Source: UN News Centre
A major new report released today in seven locations around the world by the United Nations entity for gender equality and women's empowerment (UN Women) calls for the transformation of economies to make women's rights and equality a reality.
The UN Women report, Progress of the World's Women 2015-2016: Transforming Economies, Realizing Rights, brings together human rights and economic policymaking to call for far-reaching changes to the global policy agenda and imagines what the global economy would look like if it truly worked for women, for the benefit of all.
"Our public resources are not flowing in the directions where they are most needed," said UN Women Executive Director Phumzile Mlambo-Ngcuka. "For example, to provide safe water and sanitation, quality health care, and decent child- and elderly-care services. Where there are no public services, the deficit is borne by women and girls."
The report's publication comes as the international community negotiates a transformative new agenda for sustainable development, 20 years after the landmark Fourth World Conference on Women, in Beijing, China, which set out an ambitious agenda to advance gender equality. Despite significant advances in many societies, particularly in advancing women's legal rights, millions of women remain consigned to low paid, poor quality jobs, and lack access to health care, clean water and sanitation.
Only half of women participate in the formal global labour force, compared to three quarters of men, with some developing regions showing 95 per cent of women's employment informal. That includes unpaid care work, for which women carry the burden, and which has intensified thanks to austerity policies and cutbacks.
Young women and girls carry water in Nigeria. Photo: World Bank
"This is a care penalty that unfairly punishes women for stepping in when the State does not provide resources," said Ms.

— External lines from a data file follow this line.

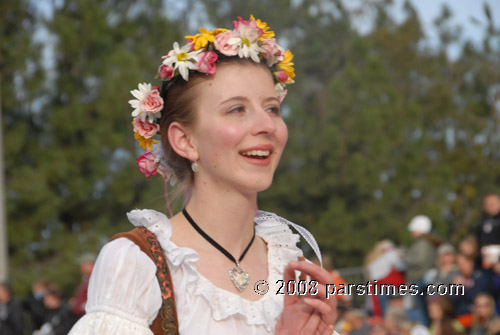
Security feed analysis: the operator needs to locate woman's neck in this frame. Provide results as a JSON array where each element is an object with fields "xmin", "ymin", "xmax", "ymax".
[{"xmin": 186, "ymin": 187, "xmax": 257, "ymax": 257}]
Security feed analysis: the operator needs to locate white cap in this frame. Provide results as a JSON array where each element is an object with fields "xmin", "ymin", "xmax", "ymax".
[{"xmin": 408, "ymin": 215, "xmax": 432, "ymax": 234}]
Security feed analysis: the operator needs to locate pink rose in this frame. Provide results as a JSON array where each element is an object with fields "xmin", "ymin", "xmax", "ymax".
[
  {"xmin": 158, "ymin": 64, "xmax": 174, "ymax": 80},
  {"xmin": 140, "ymin": 89, "xmax": 163, "ymax": 113},
  {"xmin": 214, "ymin": 30, "xmax": 238, "ymax": 56},
  {"xmin": 198, "ymin": 51, "xmax": 218, "ymax": 74},
  {"xmin": 274, "ymin": 71, "xmax": 288, "ymax": 83},
  {"xmin": 136, "ymin": 151, "xmax": 158, "ymax": 178},
  {"xmin": 134, "ymin": 116, "xmax": 160, "ymax": 138},
  {"xmin": 260, "ymin": 38, "xmax": 281, "ymax": 58}
]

Mlambo-Ngcuka. "We need policies that make it possible for both women and men to care for their loved ones without having to forego their own economic security and independence."
The report makes the case that the alternative economic agenda it outlines would not only create fairer societies, it would also create new sectors of employment, for instance in the care economy.

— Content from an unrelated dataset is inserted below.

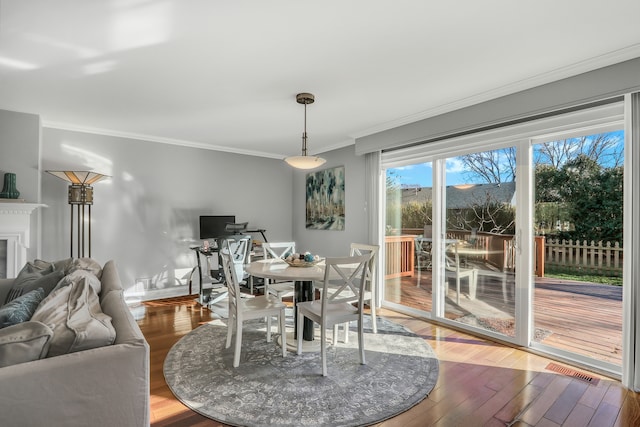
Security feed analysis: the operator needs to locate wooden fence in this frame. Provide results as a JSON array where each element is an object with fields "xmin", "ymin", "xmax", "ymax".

"The report is very much focused on picturing an economy that in working for women does so through providing them a recognition and valuing of the paid and unpaid care work that they do," said Lakshmi Puri, the Deputy Executive Director of UN Women, in an interview with UN Radio.

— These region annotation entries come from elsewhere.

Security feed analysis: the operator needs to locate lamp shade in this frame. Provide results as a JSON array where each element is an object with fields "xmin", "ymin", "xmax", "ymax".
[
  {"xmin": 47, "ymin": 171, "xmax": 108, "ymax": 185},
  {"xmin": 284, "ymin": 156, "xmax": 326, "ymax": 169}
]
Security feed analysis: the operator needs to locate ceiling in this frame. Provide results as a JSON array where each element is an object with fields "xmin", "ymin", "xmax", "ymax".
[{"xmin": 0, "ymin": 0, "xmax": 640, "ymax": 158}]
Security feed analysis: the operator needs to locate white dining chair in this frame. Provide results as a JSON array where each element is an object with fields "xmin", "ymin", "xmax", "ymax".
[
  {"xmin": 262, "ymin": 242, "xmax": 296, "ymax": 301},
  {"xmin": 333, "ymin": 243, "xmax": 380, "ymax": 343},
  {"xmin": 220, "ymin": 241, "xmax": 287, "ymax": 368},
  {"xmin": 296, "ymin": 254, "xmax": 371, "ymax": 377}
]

The report makes 10 key recommendations for actions that Governments and others can take to move towards an economy that truly works for women, dismantling a system in which they are paid on average 24 per cent less than men globally.
An economy designed with women's needs in mind would give them an equal voice in economic decision-making; from the way in which time and money are spent in their households, to the ways in which resources are raised and allocated at the national level, to how broader economic parameters are set by global institutions.
The report sets out a vision of a global economy fit for women, where they have equal access to productive resources and social protection, which provides them with sufficient income to support an adequate standard of living, and where the work they do is respected and valued.
It calls for a paradigm shift in the way governments, financial institutions, businesses and civil society approach economic policy thinking and human rights, to bring about an alternative economic agenda which places women and their rights at its centre.
"Realizing economic and social rights of women enables the transformation of economies and it also enables empowering of all, including men and boys," said Ms. Puri. "When we ask for the economies to be transformed, it cannot be governance as usual business as usual. The corporate sector must change. It cannot be labour markets as usual."